What can I do at home to prevent periodontal disease?
The best way to prevent periodontal disease is to take good care of your teeth and gums at home. This includes brushing your teeth after every meal and before bedtime, flossing at least once each day, and seeing your dentist or periodontist for regular exams twice a year. Spending a few minutes a day on preventative measures may save you the time and money of treating periodontal disease!
I was recently diagnosed with periodontal disease. How often should I see my periodontist for an examination?
Regular examinations are very important to keep track of the present status of your disease and any disease progression over time. Your periodontist will work with you to create a maintenance schedule depending on how advanced your periodontal disease is at that time. Based on many variable factors such as your overall health, the severity of bone loss, and risk factors such as smoking and genetics, your periodontist will constantly tailor your care so your periodontal disease does not progress further. He or she may recommend exams every six months for mild periodontal disease, or every few months for more advanced stages.
What is the difference between Gingivitis and Periodontitis
Gingivitis - Gingivitis is the mildest form of periodontal disease. It causes the gums to become red, swollen, and bleed easily. There is usually little or no discomfort at this stage. Luckily, gingivitis is reversible with professional treatment and good at-home oral care.

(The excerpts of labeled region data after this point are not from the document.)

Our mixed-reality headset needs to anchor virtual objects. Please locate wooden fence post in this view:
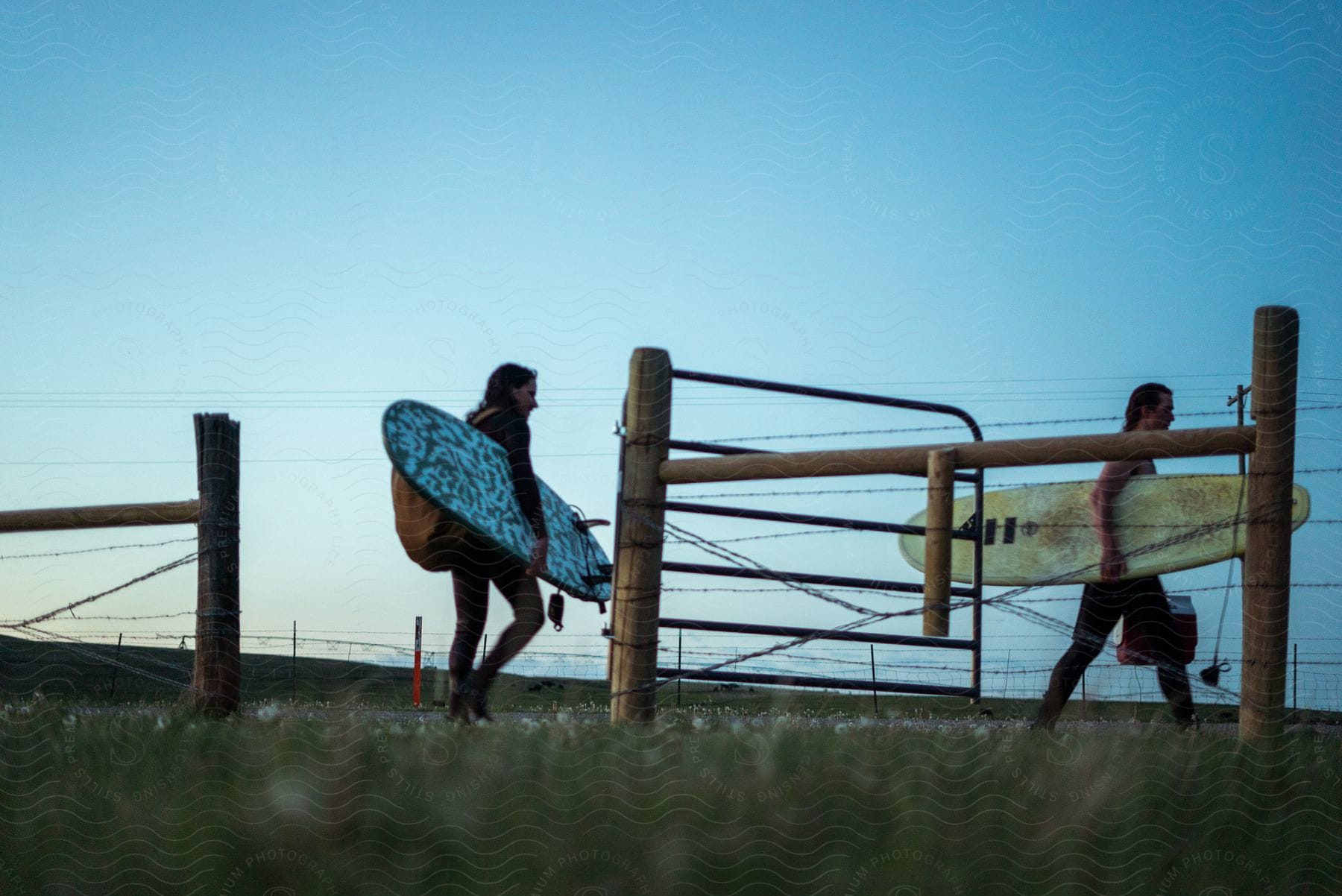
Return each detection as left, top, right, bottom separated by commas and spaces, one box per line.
611, 349, 671, 725
192, 413, 242, 716
1240, 304, 1300, 739
923, 448, 956, 637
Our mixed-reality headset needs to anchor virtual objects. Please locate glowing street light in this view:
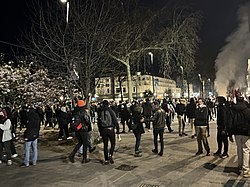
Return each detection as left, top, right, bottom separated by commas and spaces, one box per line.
60, 0, 69, 23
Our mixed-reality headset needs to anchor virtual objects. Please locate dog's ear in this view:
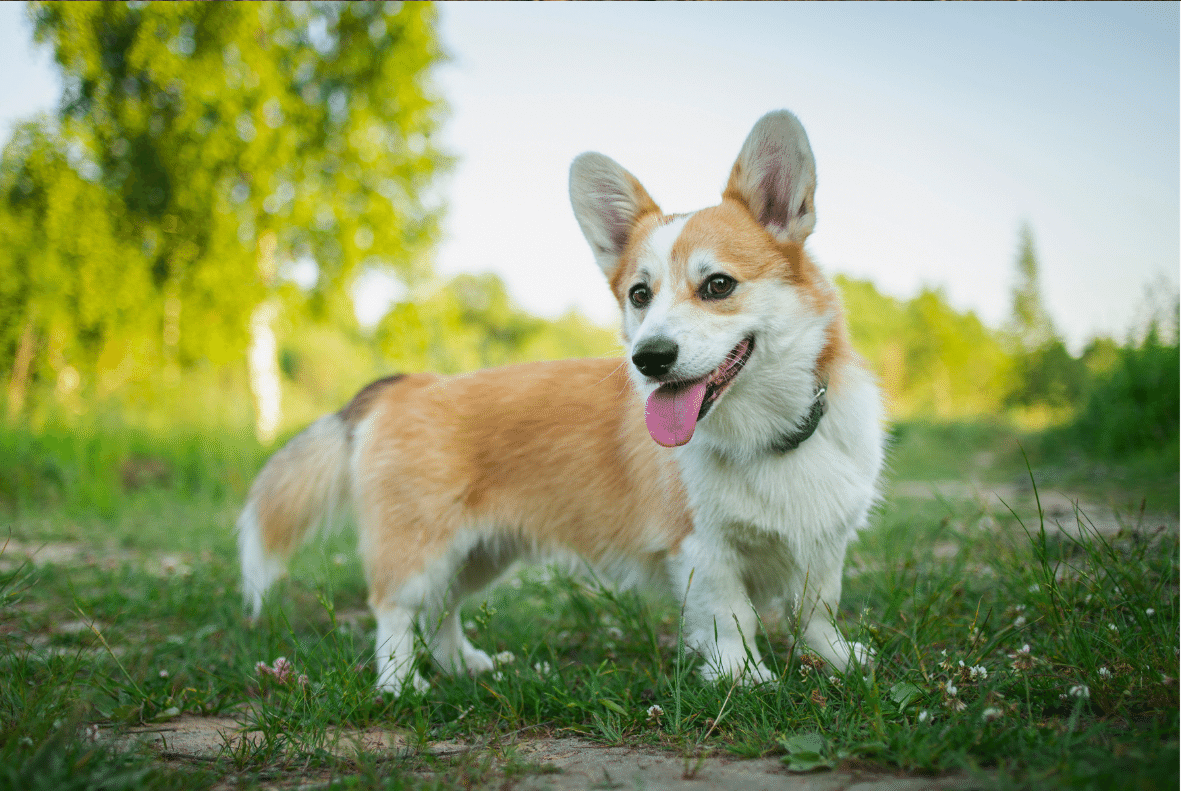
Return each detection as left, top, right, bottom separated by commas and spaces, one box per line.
570, 151, 660, 280
722, 110, 816, 244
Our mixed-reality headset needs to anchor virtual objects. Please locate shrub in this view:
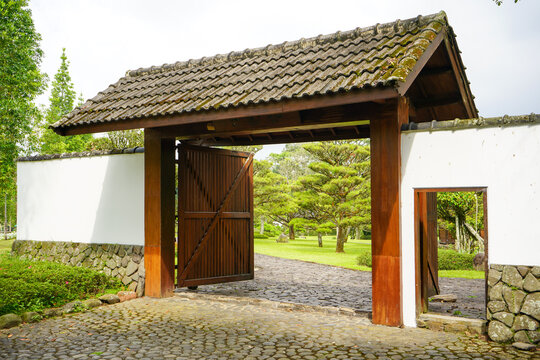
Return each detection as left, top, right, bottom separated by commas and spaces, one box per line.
357, 249, 474, 270
0, 255, 122, 315
439, 249, 474, 270
356, 250, 371, 267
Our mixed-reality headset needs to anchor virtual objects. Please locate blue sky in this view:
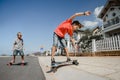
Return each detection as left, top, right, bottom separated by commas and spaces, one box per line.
0, 0, 107, 54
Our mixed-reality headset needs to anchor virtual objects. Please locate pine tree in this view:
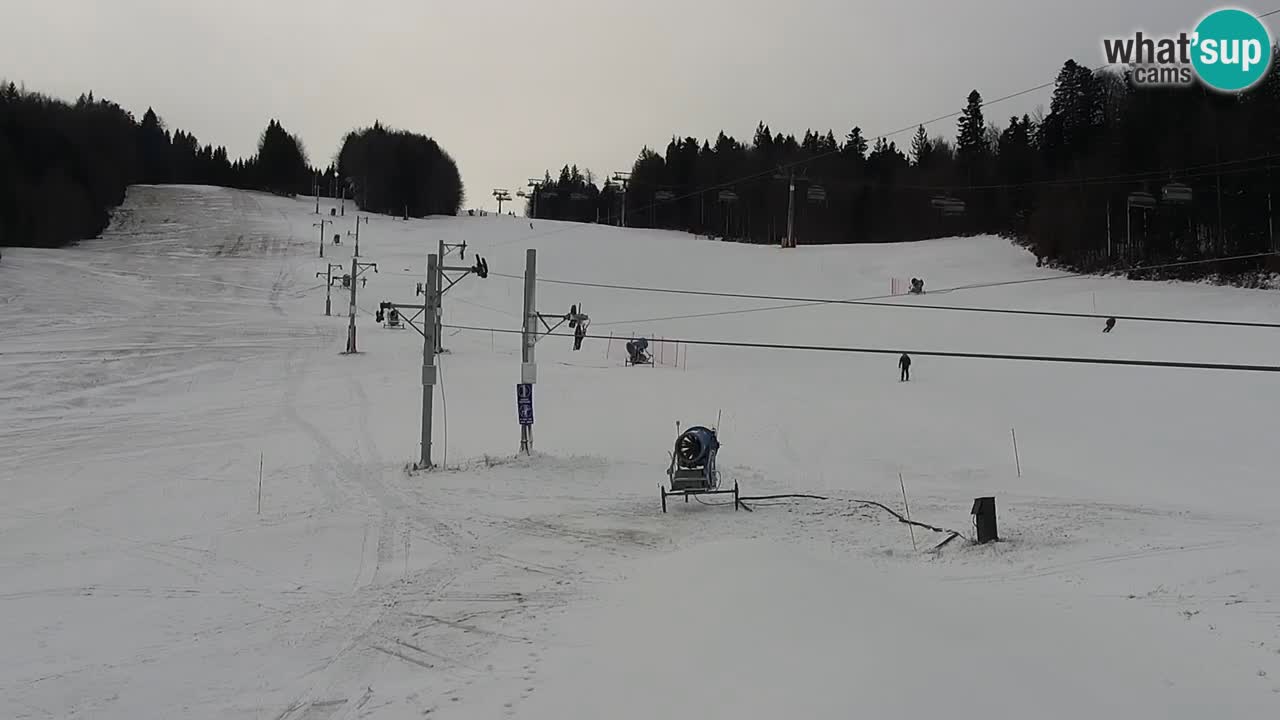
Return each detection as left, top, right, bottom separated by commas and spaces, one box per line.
911, 126, 933, 169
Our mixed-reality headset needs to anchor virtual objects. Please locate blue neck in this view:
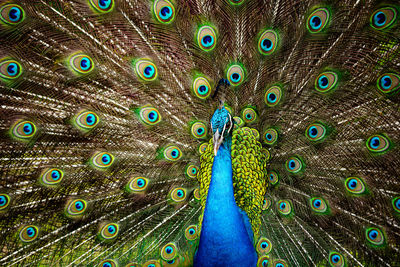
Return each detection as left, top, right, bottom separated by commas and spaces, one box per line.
194, 138, 257, 267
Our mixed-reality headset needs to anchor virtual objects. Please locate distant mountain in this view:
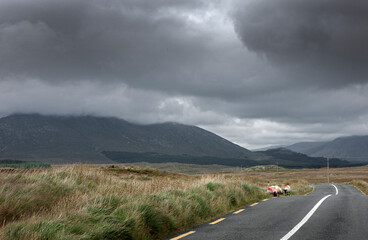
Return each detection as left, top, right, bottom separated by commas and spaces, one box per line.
286, 136, 368, 162
254, 148, 354, 168
0, 114, 264, 165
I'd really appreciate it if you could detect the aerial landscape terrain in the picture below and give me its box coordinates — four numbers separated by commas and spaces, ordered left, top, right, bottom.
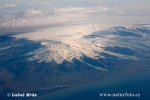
0, 0, 150, 100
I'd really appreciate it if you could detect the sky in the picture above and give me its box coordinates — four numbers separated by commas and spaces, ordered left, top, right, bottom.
0, 0, 150, 65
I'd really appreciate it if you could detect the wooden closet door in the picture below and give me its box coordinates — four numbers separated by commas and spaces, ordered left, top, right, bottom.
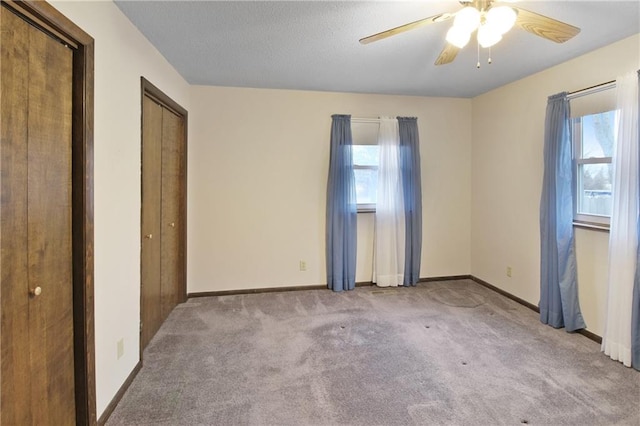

Periodontitis - Untreated gingivitis can advance to periodontitis. With time, plaque can spread and grow below the gum line. Toxins produced by the bacteria in plaque irritate the gums and stimulate a chronic inflammatory response in which the body essentially turns on itself, and the tissues and bone that support the teeth are broken down and destroyed. Gums separate from the teeth, forming pockets between the teeth and gums that can become infected. As the disease progresses, the pockets deepen and more gum tissue and bone are destroyed. Eventually, teeth can become loose and may fall out or need to be removed.
- Periodontitis diagnosis is typically classified by stage and grade. After your periodontist conducts a thorough assessment of your unique case, he or she may assign a stage ranging from initial to severe that describes the acuteness of disease. Additionally, your periodontist may assign a grade which communicates the rate of disease progression and anticipated response to treatment.